なんだか難しそうな名前ですが、インスリン様、というのは、インスリンに似た、という意味。インスリンは、食べ物から得たブドウ糖を細胞にを取り込ませ、エネルギーに変えたり、脂肪を蓄えたり、細胞の分裂を促したりするはたらきを持っているホルモンです。

IGFは、このようなインスリンと似たはたらきを持つアミノ酸の種類のことを指します。食事に反応して分泌されるインスリンと違い、IGFは生物の成長に合わせてゆっくり分泌量が変わっていきます。こうしたIGFの分泌量の変化によって、生物の成長状態(細胞分裂の度合い)が変わってくるとされています。

IGFには、IGF-1とIGF-2という種類があるのですが、IGF-2は主に成長の初期段階に使われ、IGF-1は、その後の成長過程で必要とされます。

肌の健康状態を左右するIGF-1

IGF-1は、肌の細胞を生まれ変わらせる力を持っています。この力は、年を取るにつれて衰えていってしまいます。

2017年に、富士フィルムがIGF-1をたくさん作り出す独自成分を開発したと発表しました。

なぜIGF-1にこだわったかというと、東京歯科大学との共同研究で、IGF-1が表皮幹細胞のはたらきを活性化することがわかったからです。IGF-1が増え、表皮幹細胞のはたらきが活性化されれば、お肌の新しい細胞が活発に生み出されることになります。これによって最終的に、しわやたるみの改善といったアンチエイジング効果が得られることを期待したわけです。

IGF-1は、年を重ねるとその量が減っていきます。成長を司るホルモンですから、当然と言えば当然ですね。

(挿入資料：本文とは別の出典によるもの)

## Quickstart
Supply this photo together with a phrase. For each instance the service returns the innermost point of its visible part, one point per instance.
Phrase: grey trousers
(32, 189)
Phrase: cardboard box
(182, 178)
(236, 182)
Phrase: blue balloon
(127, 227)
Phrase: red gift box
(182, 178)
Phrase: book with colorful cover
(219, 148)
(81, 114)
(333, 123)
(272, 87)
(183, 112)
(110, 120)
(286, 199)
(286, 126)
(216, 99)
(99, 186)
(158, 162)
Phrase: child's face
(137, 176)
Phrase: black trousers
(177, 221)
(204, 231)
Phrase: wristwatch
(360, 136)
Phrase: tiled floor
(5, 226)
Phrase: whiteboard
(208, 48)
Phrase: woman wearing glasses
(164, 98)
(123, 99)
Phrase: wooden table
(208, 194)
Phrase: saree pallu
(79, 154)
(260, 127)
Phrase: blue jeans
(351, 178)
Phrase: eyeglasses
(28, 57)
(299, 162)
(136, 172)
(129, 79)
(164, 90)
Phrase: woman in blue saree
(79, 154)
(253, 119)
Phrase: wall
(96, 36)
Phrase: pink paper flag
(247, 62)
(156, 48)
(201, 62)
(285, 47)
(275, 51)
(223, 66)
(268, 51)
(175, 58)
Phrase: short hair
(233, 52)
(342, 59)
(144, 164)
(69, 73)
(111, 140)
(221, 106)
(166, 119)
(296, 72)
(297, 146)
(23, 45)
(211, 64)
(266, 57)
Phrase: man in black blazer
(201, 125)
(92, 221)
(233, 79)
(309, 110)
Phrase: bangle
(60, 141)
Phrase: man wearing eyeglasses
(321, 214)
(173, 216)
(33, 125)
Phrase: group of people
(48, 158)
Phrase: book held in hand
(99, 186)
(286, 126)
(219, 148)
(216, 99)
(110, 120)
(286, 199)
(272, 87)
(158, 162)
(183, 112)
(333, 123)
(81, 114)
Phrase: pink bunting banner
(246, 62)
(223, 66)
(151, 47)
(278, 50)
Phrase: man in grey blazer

知っておきたいのは、このIGF-1が、髪の成長も左右しているという点。頭皮も肌の延長ですので、IGF-1が減ることによって細胞分裂の勢いが失われれば、毛が痩せたり、短いまま抜けてしまうことになります。

このような背景もあり、近年ではIGF-1にアプローチする形の育毛方法も開発されつつあります。ただ注意したいのは、その中に間違った方法も含まれているということ。まだ研究途上の分野だけに、中には効果が不確実なノウハウもある、ということは知っておくとよいでしょう。

細胞分裂を活性化する作用でがん細胞も増えてしまう?

IGF-1ががん細胞の分裂まで促してしまう、というような研究結果もあります。

IGF-1とがんの関係性については、研究者の間でも意見が分かれるようです。しかしIGF-1が前立腺がんや乳がんの腫瘍を拡大させた、というようなデータもあり、さらなる研究が進められている段階です。